3 Razac distinguishes between three paradigmatic examples of the political use of barbed wire, that is to say, of the use of the wire for the purpose of the governance over space: the American prairie, the trenches in the First World War, and the concentration camps (Razac, Histoire politique 29–79). In this article, I am referring to the second, revised French edition of the book. The first, much shorter edition is also available in English translation (Razac, Barbed Wire).

4 As Arad reports, the personnel structure in each of the three death camps was the following:

In each of the death camps – in Belzec, in Sobibor, and in Treblinka – a limited number of 20 to 35 Germans were stationed for the purposes of command and supervision, and about 90 to 130 Ukrainians were responsible for guard duties. All physical work in the extermination process was imposed on 700 to 1,000 Jewish prisoners who were kept in each camp. (Arad 377)

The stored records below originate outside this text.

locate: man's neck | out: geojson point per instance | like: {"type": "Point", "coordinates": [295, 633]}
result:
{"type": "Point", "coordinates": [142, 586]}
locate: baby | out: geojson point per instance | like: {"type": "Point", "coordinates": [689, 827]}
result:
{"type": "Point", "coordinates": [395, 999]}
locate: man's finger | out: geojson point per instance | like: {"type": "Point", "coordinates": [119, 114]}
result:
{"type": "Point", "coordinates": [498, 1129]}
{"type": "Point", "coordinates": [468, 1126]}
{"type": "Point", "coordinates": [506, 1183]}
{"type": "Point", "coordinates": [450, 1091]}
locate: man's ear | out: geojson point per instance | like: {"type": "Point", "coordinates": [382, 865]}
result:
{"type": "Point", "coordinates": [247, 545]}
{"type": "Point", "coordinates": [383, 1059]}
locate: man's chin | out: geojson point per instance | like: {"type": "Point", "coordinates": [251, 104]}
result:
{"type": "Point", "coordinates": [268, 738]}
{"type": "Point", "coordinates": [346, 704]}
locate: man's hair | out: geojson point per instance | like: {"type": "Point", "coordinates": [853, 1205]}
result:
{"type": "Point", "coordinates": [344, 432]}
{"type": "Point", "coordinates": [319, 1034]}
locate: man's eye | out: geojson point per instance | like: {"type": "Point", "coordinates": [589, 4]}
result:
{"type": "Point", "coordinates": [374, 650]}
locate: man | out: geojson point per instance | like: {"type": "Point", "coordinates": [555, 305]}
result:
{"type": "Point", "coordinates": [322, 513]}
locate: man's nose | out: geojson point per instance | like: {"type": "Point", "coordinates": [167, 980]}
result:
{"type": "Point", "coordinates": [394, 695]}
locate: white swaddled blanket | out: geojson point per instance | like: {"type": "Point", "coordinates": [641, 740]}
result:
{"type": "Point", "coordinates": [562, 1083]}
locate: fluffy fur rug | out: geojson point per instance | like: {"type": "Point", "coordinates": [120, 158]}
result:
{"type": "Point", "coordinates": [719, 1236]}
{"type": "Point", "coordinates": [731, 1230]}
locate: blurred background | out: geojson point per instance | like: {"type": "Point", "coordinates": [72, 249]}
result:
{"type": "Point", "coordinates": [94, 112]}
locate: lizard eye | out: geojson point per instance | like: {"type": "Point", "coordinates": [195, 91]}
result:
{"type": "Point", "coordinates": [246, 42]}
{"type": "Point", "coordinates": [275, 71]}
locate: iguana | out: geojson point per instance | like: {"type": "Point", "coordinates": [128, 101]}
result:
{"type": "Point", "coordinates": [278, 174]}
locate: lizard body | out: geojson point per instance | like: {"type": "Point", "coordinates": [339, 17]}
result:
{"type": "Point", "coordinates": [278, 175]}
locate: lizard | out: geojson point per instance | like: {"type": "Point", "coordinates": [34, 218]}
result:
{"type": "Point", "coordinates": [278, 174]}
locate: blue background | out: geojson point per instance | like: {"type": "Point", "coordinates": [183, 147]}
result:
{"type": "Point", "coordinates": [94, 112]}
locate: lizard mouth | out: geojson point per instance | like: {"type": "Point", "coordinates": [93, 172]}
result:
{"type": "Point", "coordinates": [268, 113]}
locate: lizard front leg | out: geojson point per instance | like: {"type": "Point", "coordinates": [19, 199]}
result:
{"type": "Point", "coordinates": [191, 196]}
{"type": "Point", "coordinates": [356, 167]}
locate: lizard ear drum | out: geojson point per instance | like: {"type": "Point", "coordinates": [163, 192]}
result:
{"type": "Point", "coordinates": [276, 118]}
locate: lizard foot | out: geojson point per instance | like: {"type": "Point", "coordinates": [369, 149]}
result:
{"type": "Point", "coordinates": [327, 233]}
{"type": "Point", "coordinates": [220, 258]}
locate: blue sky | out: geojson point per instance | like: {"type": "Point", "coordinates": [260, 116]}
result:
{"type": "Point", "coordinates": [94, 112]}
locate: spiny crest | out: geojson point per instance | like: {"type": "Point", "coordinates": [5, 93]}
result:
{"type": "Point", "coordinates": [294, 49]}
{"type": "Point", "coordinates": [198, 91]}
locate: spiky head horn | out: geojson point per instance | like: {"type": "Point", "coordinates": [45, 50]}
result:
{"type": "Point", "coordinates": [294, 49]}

5 A similar thesis, although articulated in slightly different terms, can also be found in Jelica Šumič (especially 138–40). For more basic readings of this topic, see Agamben, “Walter Benjamin and the Demonic”; Khatib.

6

From the juridico-political perspective, messianism is therefore a theory of the state of exception – except for the fact that, in messianism, there is no authority in force to proclaim the state of exception; instead, there is the Messiah to subvert its power. (HS 57–58)

7 For more affirmative reading of this “impossibility of representation” in terms of “gesture,” see Chare.

8 Messianic time, however, remains an ambiguous concept. I have developed a critical approach to this concept elsewhere (“Messianism between Religion and Post-Religion: On Giorgio Agamben’s ‘New Politics’”). Moreover, for a more affirmative reading of messianism in the context of the contemporary refugee crisis in Europe, see idem, “Mass Migrations as a Messianic Event?”